Mubadalah.id – Kita akan sepakat bahwa pemenuhan hak ramah anak dan perlindungan baginya penting menjadi salah satu kewajiban keluarga di lingkup terdekat. Tetapi, baik sebagai orang tua ataupun kita semua terkadang masih keliru dalam memenuhi hak maupun kesempatan bagi mereka.
Alih-alih melindungi serta memahami, kita secara sadar sebetulnya kurang belajar mengenali kemauan hak yang ramah anak serta kerap membatasi kesempatan dan minat mereka.
Ini barangkali akan menjadi refleksi, ketika orang dewasa merasa mengetahui banyak hal ketimbang anak-anak. Sehingga orang tua merasa perlu melibatkan diri secara penuh untuk kepentingannya demi anak-anak.

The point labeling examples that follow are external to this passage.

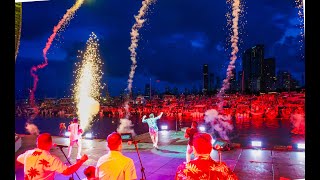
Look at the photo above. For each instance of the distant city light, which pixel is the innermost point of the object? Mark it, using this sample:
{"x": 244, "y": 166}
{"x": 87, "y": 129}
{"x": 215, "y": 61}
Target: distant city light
{"x": 164, "y": 127}
{"x": 256, "y": 143}
{"x": 301, "y": 146}
{"x": 17, "y": 1}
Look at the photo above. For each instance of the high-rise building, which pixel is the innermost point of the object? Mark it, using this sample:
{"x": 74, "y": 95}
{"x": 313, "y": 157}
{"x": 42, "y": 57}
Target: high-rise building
{"x": 211, "y": 82}
{"x": 233, "y": 81}
{"x": 205, "y": 71}
{"x": 252, "y": 65}
{"x": 147, "y": 90}
{"x": 268, "y": 75}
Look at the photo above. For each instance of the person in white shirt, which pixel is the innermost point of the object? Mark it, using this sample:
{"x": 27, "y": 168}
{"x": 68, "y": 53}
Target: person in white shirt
{"x": 153, "y": 128}
{"x": 114, "y": 165}
{"x": 89, "y": 172}
{"x": 75, "y": 137}
{"x": 39, "y": 163}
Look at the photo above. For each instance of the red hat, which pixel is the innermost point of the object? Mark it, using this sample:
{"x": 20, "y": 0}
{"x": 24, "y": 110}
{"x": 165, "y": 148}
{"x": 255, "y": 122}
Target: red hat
{"x": 114, "y": 140}
{"x": 202, "y": 143}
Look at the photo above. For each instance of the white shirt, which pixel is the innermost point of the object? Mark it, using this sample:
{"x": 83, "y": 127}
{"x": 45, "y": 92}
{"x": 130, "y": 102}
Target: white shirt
{"x": 115, "y": 166}
{"x": 40, "y": 164}
{"x": 74, "y": 131}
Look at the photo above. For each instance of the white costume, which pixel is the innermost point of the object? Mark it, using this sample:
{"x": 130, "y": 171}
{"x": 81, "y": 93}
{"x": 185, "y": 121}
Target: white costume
{"x": 115, "y": 166}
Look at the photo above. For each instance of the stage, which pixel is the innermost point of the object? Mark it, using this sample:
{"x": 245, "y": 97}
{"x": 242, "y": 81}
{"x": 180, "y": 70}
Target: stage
{"x": 247, "y": 163}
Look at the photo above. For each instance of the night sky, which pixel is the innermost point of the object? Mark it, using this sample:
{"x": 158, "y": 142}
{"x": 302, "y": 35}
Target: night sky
{"x": 178, "y": 37}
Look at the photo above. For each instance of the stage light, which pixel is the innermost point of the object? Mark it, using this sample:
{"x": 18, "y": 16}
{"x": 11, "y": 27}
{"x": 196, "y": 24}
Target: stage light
{"x": 88, "y": 135}
{"x": 164, "y": 127}
{"x": 67, "y": 134}
{"x": 213, "y": 141}
{"x": 301, "y": 146}
{"x": 256, "y": 143}
{"x": 202, "y": 128}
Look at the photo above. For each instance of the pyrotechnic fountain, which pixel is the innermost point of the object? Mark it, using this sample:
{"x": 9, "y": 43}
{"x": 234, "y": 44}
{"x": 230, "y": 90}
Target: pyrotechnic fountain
{"x": 59, "y": 27}
{"x": 87, "y": 86}
{"x": 134, "y": 44}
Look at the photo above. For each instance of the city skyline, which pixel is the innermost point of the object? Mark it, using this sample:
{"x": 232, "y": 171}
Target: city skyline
{"x": 175, "y": 41}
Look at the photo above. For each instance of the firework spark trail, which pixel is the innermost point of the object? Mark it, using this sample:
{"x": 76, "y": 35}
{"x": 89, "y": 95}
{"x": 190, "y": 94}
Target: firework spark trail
{"x": 300, "y": 4}
{"x": 87, "y": 87}
{"x": 234, "y": 45}
{"x": 134, "y": 44}
{"x": 62, "y": 23}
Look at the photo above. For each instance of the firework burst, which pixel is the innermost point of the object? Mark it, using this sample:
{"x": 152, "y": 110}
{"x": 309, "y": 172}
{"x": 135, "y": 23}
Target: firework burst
{"x": 300, "y": 4}
{"x": 233, "y": 22}
{"x": 134, "y": 44}
{"x": 88, "y": 86}
{"x": 58, "y": 28}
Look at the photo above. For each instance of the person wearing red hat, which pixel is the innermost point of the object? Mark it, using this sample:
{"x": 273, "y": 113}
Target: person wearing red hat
{"x": 114, "y": 165}
{"x": 39, "y": 163}
{"x": 203, "y": 166}
{"x": 75, "y": 137}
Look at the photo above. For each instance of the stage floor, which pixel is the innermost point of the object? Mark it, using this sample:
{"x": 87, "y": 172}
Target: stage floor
{"x": 161, "y": 164}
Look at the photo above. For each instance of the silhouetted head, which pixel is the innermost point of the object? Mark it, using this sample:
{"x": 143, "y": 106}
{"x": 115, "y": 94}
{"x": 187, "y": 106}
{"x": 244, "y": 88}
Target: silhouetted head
{"x": 75, "y": 120}
{"x": 114, "y": 141}
{"x": 194, "y": 124}
{"x": 202, "y": 143}
{"x": 44, "y": 141}
{"x": 89, "y": 172}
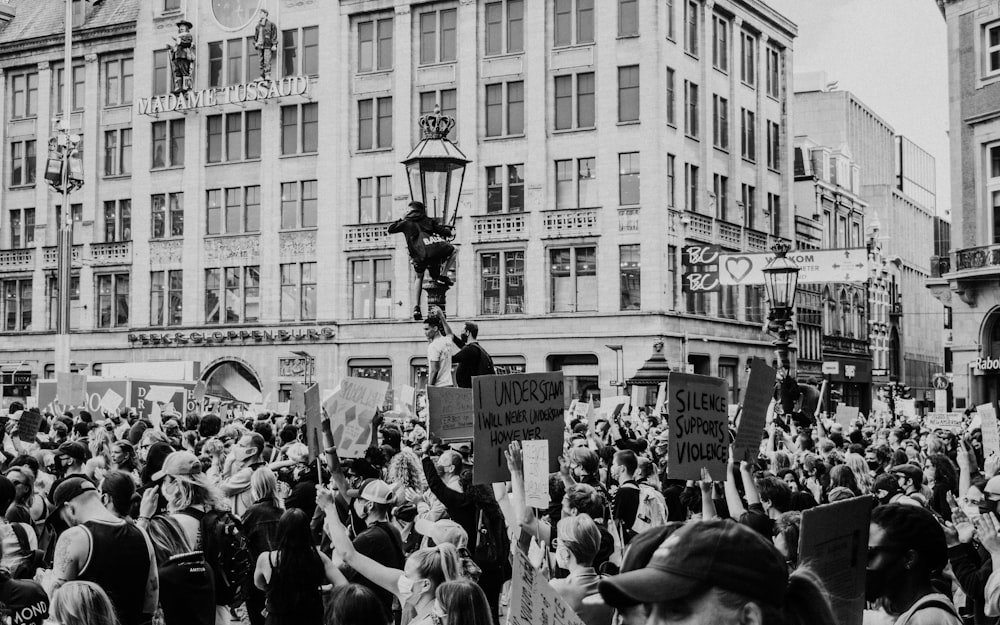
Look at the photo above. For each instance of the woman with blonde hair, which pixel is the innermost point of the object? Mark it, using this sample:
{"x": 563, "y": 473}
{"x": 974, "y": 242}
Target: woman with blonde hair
{"x": 82, "y": 603}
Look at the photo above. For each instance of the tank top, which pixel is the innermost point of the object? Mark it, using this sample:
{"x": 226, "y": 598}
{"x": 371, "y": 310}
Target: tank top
{"x": 119, "y": 563}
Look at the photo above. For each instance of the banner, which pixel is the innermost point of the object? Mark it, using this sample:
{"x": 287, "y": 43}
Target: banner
{"x": 756, "y": 399}
{"x": 449, "y": 413}
{"x": 701, "y": 268}
{"x": 698, "y": 406}
{"x": 833, "y": 542}
{"x": 525, "y": 406}
{"x": 351, "y": 410}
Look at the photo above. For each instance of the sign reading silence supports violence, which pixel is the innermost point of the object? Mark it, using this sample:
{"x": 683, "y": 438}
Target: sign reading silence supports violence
{"x": 698, "y": 406}
{"x": 526, "y": 406}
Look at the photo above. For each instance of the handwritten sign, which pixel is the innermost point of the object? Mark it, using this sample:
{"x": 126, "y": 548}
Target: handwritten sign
{"x": 519, "y": 407}
{"x": 699, "y": 425}
{"x": 532, "y": 600}
{"x": 450, "y": 413}
{"x": 351, "y": 411}
{"x": 756, "y": 398}
{"x": 833, "y": 542}
{"x": 536, "y": 473}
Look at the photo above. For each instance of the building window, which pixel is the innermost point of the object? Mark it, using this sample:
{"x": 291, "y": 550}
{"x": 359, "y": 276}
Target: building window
{"x": 720, "y": 122}
{"x": 22, "y": 163}
{"x": 299, "y": 205}
{"x": 584, "y": 94}
{"x": 168, "y": 142}
{"x": 24, "y": 95}
{"x": 628, "y": 179}
{"x": 118, "y": 80}
{"x": 373, "y": 132}
{"x": 227, "y": 141}
{"x": 166, "y": 297}
{"x": 505, "y": 197}
{"x": 720, "y": 43}
{"x": 298, "y": 291}
{"x": 576, "y": 186}
{"x": 628, "y": 18}
{"x": 629, "y": 277}
{"x": 112, "y": 300}
{"x": 748, "y": 135}
{"x": 505, "y": 27}
{"x": 720, "y": 185}
{"x": 495, "y": 117}
{"x": 232, "y": 295}
{"x": 773, "y": 145}
{"x": 117, "y": 220}
{"x": 118, "y": 152}
{"x": 773, "y": 72}
{"x": 573, "y": 17}
{"x": 628, "y": 93}
{"x": 22, "y": 228}
{"x": 691, "y": 187}
{"x": 748, "y": 59}
{"x": 691, "y": 109}
{"x": 375, "y": 45}
{"x": 438, "y": 36}
{"x": 372, "y": 288}
{"x": 374, "y": 200}
{"x": 447, "y": 99}
{"x": 167, "y": 211}
{"x": 691, "y": 29}
{"x": 503, "y": 283}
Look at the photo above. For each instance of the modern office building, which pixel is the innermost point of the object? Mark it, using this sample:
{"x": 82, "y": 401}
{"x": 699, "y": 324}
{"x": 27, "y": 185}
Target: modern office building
{"x": 239, "y": 223}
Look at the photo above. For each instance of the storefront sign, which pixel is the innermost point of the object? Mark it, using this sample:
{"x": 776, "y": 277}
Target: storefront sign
{"x": 270, "y": 335}
{"x": 233, "y": 94}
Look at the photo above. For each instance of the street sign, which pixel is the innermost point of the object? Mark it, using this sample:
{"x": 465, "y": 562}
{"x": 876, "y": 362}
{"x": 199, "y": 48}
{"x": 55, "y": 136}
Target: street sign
{"x": 815, "y": 266}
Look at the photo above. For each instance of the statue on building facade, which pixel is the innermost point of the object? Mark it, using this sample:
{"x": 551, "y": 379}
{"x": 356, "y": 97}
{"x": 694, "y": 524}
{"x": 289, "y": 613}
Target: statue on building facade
{"x": 265, "y": 39}
{"x": 182, "y": 57}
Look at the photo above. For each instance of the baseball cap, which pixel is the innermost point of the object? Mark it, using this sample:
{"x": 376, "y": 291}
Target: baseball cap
{"x": 177, "y": 464}
{"x": 375, "y": 491}
{"x": 717, "y": 553}
{"x": 68, "y": 490}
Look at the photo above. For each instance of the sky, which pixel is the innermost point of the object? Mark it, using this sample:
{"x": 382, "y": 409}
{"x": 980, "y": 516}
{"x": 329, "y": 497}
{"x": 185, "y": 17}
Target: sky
{"x": 896, "y": 65}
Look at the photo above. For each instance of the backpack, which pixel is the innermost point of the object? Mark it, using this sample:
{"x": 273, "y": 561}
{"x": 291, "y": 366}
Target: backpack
{"x": 652, "y": 510}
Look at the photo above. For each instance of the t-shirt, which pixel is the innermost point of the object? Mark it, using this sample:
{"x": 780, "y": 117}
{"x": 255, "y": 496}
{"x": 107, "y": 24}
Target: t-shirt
{"x": 440, "y": 350}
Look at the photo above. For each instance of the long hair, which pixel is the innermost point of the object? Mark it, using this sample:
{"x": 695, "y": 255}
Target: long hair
{"x": 465, "y": 603}
{"x": 298, "y": 563}
{"x": 82, "y": 603}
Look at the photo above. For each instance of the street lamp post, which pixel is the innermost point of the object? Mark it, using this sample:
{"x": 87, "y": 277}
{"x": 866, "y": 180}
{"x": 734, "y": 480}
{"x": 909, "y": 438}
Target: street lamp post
{"x": 781, "y": 276}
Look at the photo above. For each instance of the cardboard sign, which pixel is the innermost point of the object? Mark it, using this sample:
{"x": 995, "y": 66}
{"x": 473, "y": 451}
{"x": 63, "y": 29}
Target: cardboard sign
{"x": 351, "y": 410}
{"x": 699, "y": 425}
{"x": 991, "y": 437}
{"x": 536, "y": 473}
{"x": 756, "y": 398}
{"x": 833, "y": 542}
{"x": 532, "y": 600}
{"x": 951, "y": 421}
{"x": 519, "y": 407}
{"x": 450, "y": 413}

Saya teringat saat membaca buku berjudul Le petit Prince atau Pangeran Kecil karya Antoine De Saint-Exupery yang sarat akan makna pelajaran hidup. Tentu buku ini bisa menjadi rekomendasi bacaan bagi anak-anak maupun orang dewasa, atau untuk semua kalangan. Tapi satu hal yang akan saya sorot dari salah satu makna buku tersebut adalah anak-anak memiliki imajinasi yang indah, bahkan lebih indah dari orang dewasa.
Sejatinya, anak-anak memiliki hak untuk mengembangkan imajinasi, karya, minat, dan kesempatan mereka. Dari situ, keterlibatan orang dewasa penting untuk mengapresiasi, mendukung, serta mengarahkan minat mereka. Bukan mengatur penuh untuk menuruti kemauan dan kebutuhan orang dewasa tanpa mau melihat ke dalam diri anak-anak.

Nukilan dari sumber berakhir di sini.